There are basically four types of lumber produced in the U.S. to be made into hardwood flooring; they are defined by how each log is positioned and cut at the mill.

Plainsawn has annular rings ranging from 30 degrees or less to the face of the board. It’s the least expensive, and most commodity hardwood flooring materials are produced using it.

Quartersawn has straight grain patterns, where annular growth rings intersect the board’s face at angles of 60 to 90 degrees. Each log is cut into four quarters at a radial angle, resulting in interesting flecking.

Riftsawn is the least common and most expensive. Annual rings range between 30-60 degrees; with 45 degrees the most sought-after. Milling perpendicular to the growth rings produces a unique linear grain pattern containing no flecking. This method produces the most waste, increasing cost. Riftsawn lumber is dimensionally stable. It is often produced to complement quartersawn lumber, thus the fourth category: rift and quartered (R&Q).
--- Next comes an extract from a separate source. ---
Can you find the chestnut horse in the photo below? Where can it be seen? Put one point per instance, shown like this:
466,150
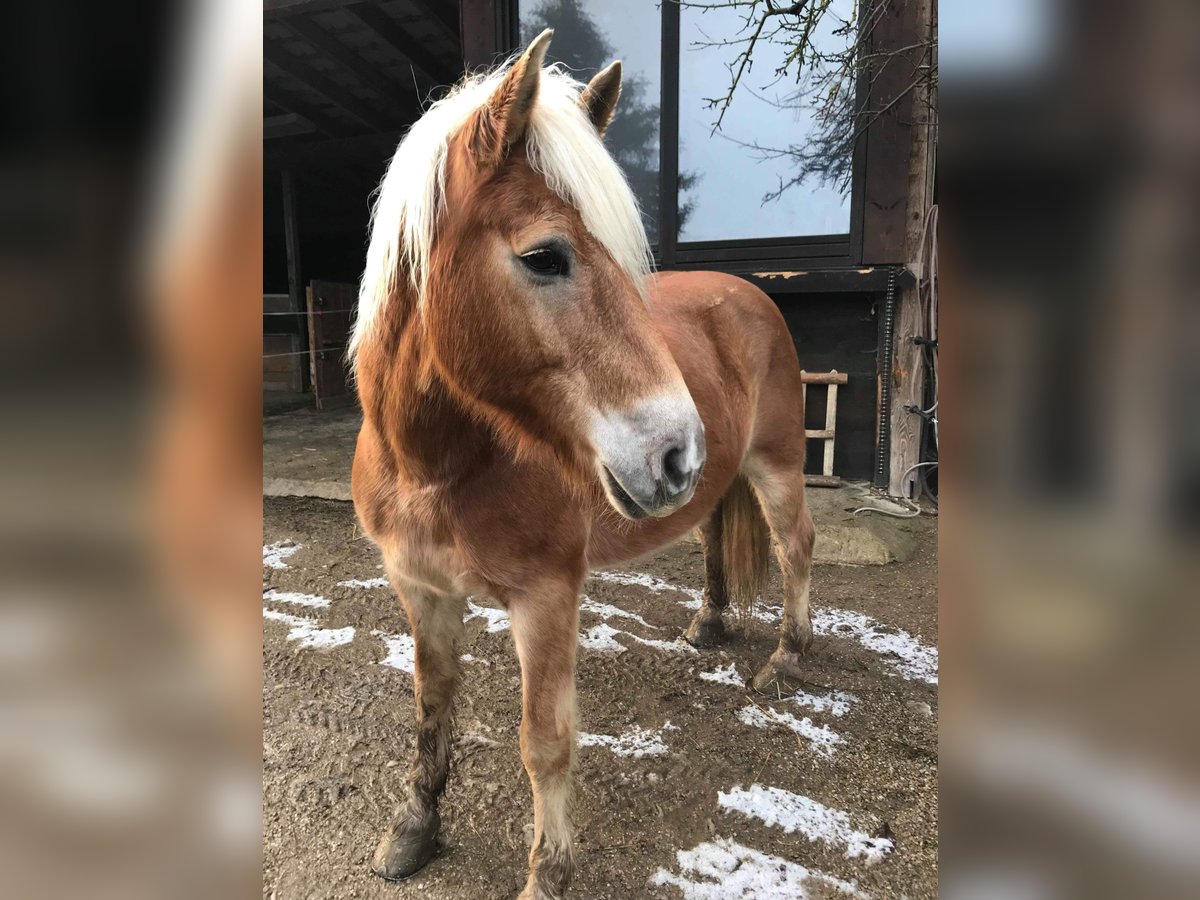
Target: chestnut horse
537,403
Rift and quarter cuts are more dimensionally stable than plain sawn with 40% less seasonal swelling and shrinkage in wood flooring. Along with improved stability, these cuts offer higher-ranked hardness ratings than standard cuts. Rift and quarter produces a tight, straight grain running parallel to the board.

The choice is always up to the customer ... but a well-educated customer is a happy customer.